Christopher Tradowsky presents Midnight at the Cinema Palace
June 26 @ 7:00 pm - 8:00 pm
Free
This tender, exuberant novel about a young man navigating coming of age in ’90s San Francisco is for readers of Garth Greenwell and André Aciman.
Walter Simmering is searching for love and purpose in a city he doesn’t realize is fading away—San Francisco in 1993, at the height of the AIDS epidemic and the dawn of the tech revolution. Out of college, out of the closet, and transplanted from the Midwest, Walter is irresistibly drawn from his shell when he meets Cary Menuhin and Sasha Stravinsky, a dynamic couple who live blithely beyond the boundaries of gender and sexuality. Witty and ultra-stylish, Cary and Sasha seem to have stepped straight out of a sultry film noir, captivating Walter through a shared obsession with cinema and Hollywood’s golden age.

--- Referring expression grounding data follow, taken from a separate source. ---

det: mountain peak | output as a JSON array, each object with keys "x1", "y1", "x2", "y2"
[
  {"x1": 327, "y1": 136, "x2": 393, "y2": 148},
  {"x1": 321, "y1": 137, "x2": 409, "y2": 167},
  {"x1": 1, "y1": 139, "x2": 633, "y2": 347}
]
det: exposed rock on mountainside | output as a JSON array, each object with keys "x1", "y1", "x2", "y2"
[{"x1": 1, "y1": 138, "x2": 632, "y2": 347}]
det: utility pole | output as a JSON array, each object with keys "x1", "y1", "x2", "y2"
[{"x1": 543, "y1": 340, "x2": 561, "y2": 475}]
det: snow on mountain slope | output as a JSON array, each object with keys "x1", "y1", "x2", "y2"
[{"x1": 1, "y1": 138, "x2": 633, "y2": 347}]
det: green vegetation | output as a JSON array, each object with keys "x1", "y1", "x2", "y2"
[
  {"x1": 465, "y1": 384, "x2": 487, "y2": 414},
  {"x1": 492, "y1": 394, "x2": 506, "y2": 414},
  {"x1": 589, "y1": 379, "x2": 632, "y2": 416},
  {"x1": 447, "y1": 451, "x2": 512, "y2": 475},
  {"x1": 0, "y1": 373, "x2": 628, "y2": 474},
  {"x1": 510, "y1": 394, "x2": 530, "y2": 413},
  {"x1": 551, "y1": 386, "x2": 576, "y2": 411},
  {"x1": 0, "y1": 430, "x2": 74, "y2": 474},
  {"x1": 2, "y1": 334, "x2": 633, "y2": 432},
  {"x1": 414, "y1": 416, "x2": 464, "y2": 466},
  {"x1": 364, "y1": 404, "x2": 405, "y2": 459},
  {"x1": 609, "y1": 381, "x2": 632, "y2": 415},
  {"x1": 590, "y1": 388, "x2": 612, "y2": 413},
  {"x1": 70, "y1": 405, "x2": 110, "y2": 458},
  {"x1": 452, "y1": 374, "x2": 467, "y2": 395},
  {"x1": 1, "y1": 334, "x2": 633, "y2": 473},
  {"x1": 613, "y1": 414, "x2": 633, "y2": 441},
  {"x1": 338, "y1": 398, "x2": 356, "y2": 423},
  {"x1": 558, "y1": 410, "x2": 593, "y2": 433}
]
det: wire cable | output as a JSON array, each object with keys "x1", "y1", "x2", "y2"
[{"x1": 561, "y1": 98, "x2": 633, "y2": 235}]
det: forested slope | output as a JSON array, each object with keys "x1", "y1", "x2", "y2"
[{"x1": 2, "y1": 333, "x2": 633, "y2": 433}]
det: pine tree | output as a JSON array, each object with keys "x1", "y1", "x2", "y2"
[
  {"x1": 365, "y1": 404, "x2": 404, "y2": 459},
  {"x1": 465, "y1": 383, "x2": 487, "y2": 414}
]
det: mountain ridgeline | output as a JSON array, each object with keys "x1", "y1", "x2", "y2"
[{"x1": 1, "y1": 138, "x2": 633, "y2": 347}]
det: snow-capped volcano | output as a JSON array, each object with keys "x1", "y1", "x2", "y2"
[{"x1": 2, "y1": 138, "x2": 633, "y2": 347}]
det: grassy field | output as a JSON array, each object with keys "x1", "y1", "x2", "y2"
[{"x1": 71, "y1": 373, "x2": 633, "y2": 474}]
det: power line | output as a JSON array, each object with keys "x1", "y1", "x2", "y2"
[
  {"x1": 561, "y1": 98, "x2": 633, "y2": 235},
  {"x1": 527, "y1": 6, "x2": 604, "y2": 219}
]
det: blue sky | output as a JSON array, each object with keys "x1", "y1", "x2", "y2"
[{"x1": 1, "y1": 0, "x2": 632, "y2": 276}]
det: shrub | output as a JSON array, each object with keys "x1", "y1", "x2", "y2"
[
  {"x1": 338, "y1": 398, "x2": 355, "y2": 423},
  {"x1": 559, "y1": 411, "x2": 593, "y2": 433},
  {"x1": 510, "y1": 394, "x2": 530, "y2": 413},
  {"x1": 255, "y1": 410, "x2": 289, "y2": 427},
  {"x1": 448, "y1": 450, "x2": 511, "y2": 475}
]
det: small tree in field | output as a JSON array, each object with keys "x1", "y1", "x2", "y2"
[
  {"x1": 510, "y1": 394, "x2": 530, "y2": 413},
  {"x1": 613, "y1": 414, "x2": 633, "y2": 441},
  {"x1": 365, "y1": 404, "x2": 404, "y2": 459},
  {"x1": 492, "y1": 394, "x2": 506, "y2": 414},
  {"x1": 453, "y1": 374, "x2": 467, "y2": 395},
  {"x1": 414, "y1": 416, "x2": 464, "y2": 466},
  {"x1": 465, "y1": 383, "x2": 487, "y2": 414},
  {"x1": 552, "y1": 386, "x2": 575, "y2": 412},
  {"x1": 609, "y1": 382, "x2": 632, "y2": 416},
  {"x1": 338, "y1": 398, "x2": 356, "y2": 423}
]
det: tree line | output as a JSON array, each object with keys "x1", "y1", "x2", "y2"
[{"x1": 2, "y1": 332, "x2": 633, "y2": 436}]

As the three embark on adventures across the city, filled with joie de vivre, their lively friendship evolves in unexpected ways. When Walter befriends Lawrence, a filmmaker and former child actor living with HIV, they pursue a film project of their own, with hilarious and tragic results.

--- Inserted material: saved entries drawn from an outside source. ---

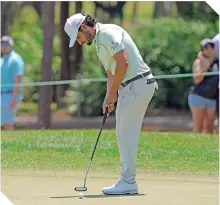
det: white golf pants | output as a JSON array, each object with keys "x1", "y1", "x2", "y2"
[{"x1": 116, "y1": 74, "x2": 156, "y2": 183}]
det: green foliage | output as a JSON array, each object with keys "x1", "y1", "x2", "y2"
[
  {"x1": 68, "y1": 18, "x2": 218, "y2": 116},
  {"x1": 64, "y1": 46, "x2": 106, "y2": 116},
  {"x1": 81, "y1": 46, "x2": 106, "y2": 78},
  {"x1": 123, "y1": 1, "x2": 154, "y2": 21},
  {"x1": 10, "y1": 6, "x2": 61, "y2": 102},
  {"x1": 131, "y1": 18, "x2": 218, "y2": 108},
  {"x1": 77, "y1": 81, "x2": 106, "y2": 116},
  {"x1": 9, "y1": 5, "x2": 218, "y2": 115},
  {"x1": 79, "y1": 47, "x2": 106, "y2": 114}
]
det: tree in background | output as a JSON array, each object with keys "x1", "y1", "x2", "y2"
[
  {"x1": 1, "y1": 1, "x2": 11, "y2": 35},
  {"x1": 38, "y1": 1, "x2": 55, "y2": 129},
  {"x1": 30, "y1": 2, "x2": 43, "y2": 18},
  {"x1": 93, "y1": 1, "x2": 126, "y2": 24},
  {"x1": 176, "y1": 1, "x2": 218, "y2": 22},
  {"x1": 58, "y1": 1, "x2": 70, "y2": 100},
  {"x1": 131, "y1": 2, "x2": 138, "y2": 23},
  {"x1": 57, "y1": 2, "x2": 83, "y2": 103},
  {"x1": 1, "y1": 2, "x2": 21, "y2": 35},
  {"x1": 1, "y1": 1, "x2": 44, "y2": 36},
  {"x1": 153, "y1": 2, "x2": 173, "y2": 18},
  {"x1": 176, "y1": 2, "x2": 194, "y2": 19},
  {"x1": 69, "y1": 2, "x2": 84, "y2": 80}
]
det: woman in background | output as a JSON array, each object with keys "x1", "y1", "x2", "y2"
[{"x1": 188, "y1": 39, "x2": 219, "y2": 133}]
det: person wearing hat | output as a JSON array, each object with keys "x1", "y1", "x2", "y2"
[
  {"x1": 1, "y1": 36, "x2": 25, "y2": 130},
  {"x1": 64, "y1": 13, "x2": 157, "y2": 195},
  {"x1": 188, "y1": 38, "x2": 219, "y2": 133}
]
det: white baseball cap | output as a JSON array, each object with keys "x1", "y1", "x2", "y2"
[
  {"x1": 64, "y1": 13, "x2": 86, "y2": 47},
  {"x1": 1, "y1": 36, "x2": 14, "y2": 46}
]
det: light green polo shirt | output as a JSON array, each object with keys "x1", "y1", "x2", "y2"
[{"x1": 92, "y1": 22, "x2": 150, "y2": 82}]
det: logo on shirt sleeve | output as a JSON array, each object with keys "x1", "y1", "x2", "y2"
[{"x1": 110, "y1": 41, "x2": 119, "y2": 50}]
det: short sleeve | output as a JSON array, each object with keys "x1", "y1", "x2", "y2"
[
  {"x1": 102, "y1": 62, "x2": 108, "y2": 71},
  {"x1": 100, "y1": 28, "x2": 124, "y2": 57},
  {"x1": 11, "y1": 58, "x2": 24, "y2": 77}
]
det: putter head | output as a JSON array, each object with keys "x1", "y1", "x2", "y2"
[{"x1": 74, "y1": 187, "x2": 87, "y2": 192}]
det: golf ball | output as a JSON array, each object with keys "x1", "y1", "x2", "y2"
[{"x1": 78, "y1": 192, "x2": 84, "y2": 199}]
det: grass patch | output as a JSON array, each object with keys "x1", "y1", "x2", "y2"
[{"x1": 1, "y1": 130, "x2": 218, "y2": 176}]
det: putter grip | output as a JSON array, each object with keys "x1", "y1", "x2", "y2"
[
  {"x1": 105, "y1": 106, "x2": 109, "y2": 115},
  {"x1": 102, "y1": 106, "x2": 108, "y2": 124}
]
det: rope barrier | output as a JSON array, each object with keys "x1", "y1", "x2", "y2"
[{"x1": 0, "y1": 71, "x2": 219, "y2": 88}]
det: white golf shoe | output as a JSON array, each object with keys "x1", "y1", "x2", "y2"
[{"x1": 102, "y1": 179, "x2": 138, "y2": 195}]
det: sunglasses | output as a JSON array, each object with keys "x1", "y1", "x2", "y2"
[
  {"x1": 203, "y1": 43, "x2": 214, "y2": 50},
  {"x1": 1, "y1": 42, "x2": 10, "y2": 47}
]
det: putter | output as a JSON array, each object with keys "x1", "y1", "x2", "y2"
[{"x1": 74, "y1": 107, "x2": 109, "y2": 192}]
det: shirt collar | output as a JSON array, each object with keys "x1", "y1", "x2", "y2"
[{"x1": 92, "y1": 22, "x2": 102, "y2": 47}]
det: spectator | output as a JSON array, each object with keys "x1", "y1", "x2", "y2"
[
  {"x1": 188, "y1": 39, "x2": 219, "y2": 133},
  {"x1": 1, "y1": 36, "x2": 25, "y2": 130}
]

Midnight at the Cinema Palace is a vibrant and nostalgic exploration of young souls discovering themselves amidst the backdrop of a disappearing city. Christopher Tradowsky’s astonishing debut captures the essence of ’90s queer culture and the complex lives of friends seeking an aesthetically beautiful and fulfilling way of life.

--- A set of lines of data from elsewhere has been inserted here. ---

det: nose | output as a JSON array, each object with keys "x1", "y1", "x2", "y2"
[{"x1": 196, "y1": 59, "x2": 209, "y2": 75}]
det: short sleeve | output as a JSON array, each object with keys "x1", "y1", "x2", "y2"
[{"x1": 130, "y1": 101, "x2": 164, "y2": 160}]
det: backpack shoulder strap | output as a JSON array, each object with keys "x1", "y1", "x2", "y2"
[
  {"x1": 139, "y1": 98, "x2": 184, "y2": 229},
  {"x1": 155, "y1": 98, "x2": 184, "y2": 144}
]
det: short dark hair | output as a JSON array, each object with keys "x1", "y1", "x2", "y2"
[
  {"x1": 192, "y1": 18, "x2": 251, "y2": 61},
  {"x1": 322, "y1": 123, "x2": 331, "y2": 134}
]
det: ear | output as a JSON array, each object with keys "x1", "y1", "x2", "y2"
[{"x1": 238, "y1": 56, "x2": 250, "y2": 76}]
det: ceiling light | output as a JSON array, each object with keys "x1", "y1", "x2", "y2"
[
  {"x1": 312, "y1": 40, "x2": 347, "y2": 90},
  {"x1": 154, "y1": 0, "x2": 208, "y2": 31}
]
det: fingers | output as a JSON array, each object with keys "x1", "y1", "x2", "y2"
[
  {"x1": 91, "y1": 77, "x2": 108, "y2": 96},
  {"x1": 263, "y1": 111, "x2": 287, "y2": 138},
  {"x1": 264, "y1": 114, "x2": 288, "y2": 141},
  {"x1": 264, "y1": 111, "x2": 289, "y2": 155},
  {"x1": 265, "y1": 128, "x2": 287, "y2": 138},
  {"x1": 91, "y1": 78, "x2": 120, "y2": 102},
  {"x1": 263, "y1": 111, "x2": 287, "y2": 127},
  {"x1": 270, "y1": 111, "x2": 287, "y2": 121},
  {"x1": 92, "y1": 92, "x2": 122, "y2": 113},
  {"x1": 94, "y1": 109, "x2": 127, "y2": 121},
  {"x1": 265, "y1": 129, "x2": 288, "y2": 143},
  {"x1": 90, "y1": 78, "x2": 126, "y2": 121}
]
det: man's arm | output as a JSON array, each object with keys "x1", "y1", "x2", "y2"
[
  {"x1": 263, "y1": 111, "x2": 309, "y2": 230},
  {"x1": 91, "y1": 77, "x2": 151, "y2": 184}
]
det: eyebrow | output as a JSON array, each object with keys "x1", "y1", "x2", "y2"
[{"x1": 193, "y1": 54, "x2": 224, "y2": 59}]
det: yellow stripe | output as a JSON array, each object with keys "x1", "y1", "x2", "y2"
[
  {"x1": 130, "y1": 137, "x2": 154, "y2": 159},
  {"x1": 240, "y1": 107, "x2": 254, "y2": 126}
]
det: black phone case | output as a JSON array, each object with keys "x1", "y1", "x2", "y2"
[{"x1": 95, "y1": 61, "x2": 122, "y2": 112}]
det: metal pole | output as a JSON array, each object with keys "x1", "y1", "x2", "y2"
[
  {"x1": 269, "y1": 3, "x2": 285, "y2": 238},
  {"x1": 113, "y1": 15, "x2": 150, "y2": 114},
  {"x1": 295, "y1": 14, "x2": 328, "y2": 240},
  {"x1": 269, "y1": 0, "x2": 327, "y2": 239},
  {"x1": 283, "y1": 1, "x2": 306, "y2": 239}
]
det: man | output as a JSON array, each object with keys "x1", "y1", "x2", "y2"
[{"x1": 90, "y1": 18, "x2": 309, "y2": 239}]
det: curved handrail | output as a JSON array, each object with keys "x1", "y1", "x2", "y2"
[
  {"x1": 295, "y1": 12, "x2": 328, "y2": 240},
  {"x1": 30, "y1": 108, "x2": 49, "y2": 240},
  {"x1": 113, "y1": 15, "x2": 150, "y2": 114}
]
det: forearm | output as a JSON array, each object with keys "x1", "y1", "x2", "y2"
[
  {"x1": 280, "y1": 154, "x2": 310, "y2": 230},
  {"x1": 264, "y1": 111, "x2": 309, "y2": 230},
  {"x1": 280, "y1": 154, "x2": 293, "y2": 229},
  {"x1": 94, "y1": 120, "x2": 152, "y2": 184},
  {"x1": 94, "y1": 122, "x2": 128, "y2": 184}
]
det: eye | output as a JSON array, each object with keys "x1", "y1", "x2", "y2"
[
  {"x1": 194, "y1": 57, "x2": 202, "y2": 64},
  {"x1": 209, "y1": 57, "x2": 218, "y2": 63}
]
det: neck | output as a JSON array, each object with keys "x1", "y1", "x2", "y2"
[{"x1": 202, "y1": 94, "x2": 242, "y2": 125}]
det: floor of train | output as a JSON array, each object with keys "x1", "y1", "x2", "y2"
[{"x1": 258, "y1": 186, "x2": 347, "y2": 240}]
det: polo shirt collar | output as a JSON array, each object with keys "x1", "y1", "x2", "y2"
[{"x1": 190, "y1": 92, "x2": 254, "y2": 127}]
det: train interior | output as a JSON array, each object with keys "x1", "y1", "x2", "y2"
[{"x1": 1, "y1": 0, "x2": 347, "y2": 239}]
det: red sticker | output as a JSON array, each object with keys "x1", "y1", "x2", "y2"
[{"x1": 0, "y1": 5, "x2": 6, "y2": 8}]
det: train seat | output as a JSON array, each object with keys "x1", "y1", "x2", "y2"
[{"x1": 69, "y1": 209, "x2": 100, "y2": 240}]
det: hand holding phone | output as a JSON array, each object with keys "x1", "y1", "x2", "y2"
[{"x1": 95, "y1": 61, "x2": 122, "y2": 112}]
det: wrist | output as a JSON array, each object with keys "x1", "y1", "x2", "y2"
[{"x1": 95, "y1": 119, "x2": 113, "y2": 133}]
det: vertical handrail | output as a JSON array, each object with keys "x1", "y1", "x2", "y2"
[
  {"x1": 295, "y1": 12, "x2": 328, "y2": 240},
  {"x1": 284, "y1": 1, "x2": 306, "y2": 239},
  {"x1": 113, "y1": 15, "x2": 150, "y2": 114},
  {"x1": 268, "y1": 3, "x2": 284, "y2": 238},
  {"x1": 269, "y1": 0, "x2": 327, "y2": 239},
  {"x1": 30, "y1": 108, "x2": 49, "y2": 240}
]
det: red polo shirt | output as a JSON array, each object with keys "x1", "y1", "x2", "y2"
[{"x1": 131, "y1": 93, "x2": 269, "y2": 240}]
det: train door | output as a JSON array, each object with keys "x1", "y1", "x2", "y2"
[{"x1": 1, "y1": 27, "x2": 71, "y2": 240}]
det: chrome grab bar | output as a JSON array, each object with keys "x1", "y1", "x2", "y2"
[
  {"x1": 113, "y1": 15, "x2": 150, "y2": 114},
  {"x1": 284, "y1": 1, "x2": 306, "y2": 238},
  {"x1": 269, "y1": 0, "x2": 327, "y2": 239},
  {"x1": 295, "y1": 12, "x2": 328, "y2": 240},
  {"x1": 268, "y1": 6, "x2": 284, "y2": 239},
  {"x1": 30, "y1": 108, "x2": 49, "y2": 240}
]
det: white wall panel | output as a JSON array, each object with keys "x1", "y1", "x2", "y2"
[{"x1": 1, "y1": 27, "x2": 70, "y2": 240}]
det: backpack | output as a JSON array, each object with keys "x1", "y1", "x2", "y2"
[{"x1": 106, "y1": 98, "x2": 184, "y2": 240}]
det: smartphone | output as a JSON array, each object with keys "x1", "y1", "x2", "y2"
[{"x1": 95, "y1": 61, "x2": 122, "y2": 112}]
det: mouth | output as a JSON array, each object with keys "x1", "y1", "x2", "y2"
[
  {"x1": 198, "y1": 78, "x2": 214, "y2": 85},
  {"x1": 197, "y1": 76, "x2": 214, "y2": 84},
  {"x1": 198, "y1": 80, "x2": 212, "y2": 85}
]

Christopher Tradowsky lived in San Francisco throughout the 1990s and drew inspiration from his time there for this book. He was also inspired by Virginia Woolf’s Orlando, and says that “While Orlando has become the patron saint of gender fluidity, Woolf demonstrated that an entire novel, in both subject and style, could be a love letter from start to finish.” In addition to the J. Michael Samuel Prize from the Lambda Literary Foundation, Tradowsky was also the recipient of the BLOOM Literary Journal Prize for fiction in 2013. He earned a PhD in art history from UCLA. He teaches undergraduate art history and mentors in the creative writing MFA program at Augsburg University in Minneapolis. He lives in St. Paul with his husband.
Lindsay Starck was born in Wisconsin and raised in the Milwaukee Public Library. She is the author of the novels Noah’s Wife (2016) and Monsters We Have Made (2023), which has been named a finalist for the Minnesota Book Awards. Her short prose has appeared in Ploughshares, the New England Review, AGNI, and the Southern Review, among other places, and has been awarded a Pushcart Prize. She currently writes and teaches in Minneapolis, where she lives with her husband and her cattle dog.